Metagenomes from Illumina paired-end reads were assembled using MEGAHIT (v1.2.9) with default parameters59. Contigs were further automatically clustered into genomes using the algorithm Concoct (v1.1.0)60 coupled with taxonomy tools implemented in the anvi’o pipeline61. Assignation of genomes was next confirmed using the online NCBI BLAST tool (https://blast.ncbi.nlm.nih.gov/Blast.cgi). Metagenome from Oxford Nanopore reads was assembled using Flye (v2.4.1-release)62. Consensus contig sequences were produced based on this raw assembly and the original reads’ dataset using the Medaka tool (v1.5.0) (Oxford Nanopore). The identification of the Ca. Ehrlichia cajennense MAG is based on the taxonomic assignation of the 16S rDNA sequence of a circular contig visualized with Bandage (v0.8.1)63 (assignation based on the online NCBI BLAST tool). The quality assessment and the completeness of each genome were estimated using QUAST (v4.6.3)64 and miComplete (-hmms Bact105) (v1.1.1)65. The newly obtained genomes were annotated using Prokka (v1.13.1)66 with default parameters. Graphical representations of newly sequenced genomes were produced using CGView (v1.5)67.

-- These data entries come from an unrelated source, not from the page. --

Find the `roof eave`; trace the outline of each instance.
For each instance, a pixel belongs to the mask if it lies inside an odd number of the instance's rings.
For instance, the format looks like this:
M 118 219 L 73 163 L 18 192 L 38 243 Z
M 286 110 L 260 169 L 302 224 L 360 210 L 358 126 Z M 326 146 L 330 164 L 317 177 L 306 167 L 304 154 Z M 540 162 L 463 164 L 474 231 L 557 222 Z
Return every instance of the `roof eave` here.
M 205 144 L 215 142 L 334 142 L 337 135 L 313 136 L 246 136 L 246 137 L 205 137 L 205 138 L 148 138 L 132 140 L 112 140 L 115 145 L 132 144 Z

Genomic content and virulence factor analyses

Pseudogenes prediction was performed using Pseudofinder (v1.0)68 on each MAG. The genomic data sets were filtered excluding pseudogenes from the subsequent analyses. To compare the genomic content of obtained MAGs and representative species’ genomes of each genus (Ehrlichia and Anaplasma), Single Copy Orthologs (SCOs) were identified using OrthoFinder (v2.3.12)69, then SCO lists were retrieved on a R environment to build Venn diagrams using the ‘VennDiagram’ R package70. Ankyrin (ANK) domains and porin proteins from the OMP1 superfamily were identified using the NCBI Conserved Domains Database (CDD, https://www.ncbi.nlm.nih.gov/Structure/cdd) and the SMART database (http://smart.embl-heidelberg.de/). A select number of Prokka-translated proteins underwent this process, initiated by a preliminary BLASTp search based on ANK-containing proteins and OMP1 homologs from reference genomes as queries (Anaplasma phagocytophilum (strain HZ, CP006617) and Ehrlichia chaffeensis (strain West Paces, CP007480)). All designated proteins were subsequently subjected to testing. Genes encoding for other outer membrane proteins, secretion systems, and effector proteins were detected and retrieved using OrthoFinder and a combination of BLASTn, BLASTp, and tBLASTn.

Phylogenomics

SCOs shared by the obtained MAGs and representative species’ genomes of each genus (Ehrlichia and Anaplasma) were identified using Orthofinder, then aligned with MAFFT (v7.450)71 and poorly aligned positions were removed using trimAl (v1.2rev59)72 prior to concatenation of individual alignments with AMAS (v1.01)73. Finally, the most suitable evolutionary model was determined using modeltest-ng (v0.1.5)74 according to the Akaike information criterion and maximum likelihood (ML) trees were inferred using RAxML (v8.2.9)75 with 1,000 bootstrap replicates. Free silhouette images used in figures were from the PhyloPic database (https://www.phylopic.org/).

Reporting summary

Further information on research design is available in the Nature Portfolio Reporting Summary linked to this article.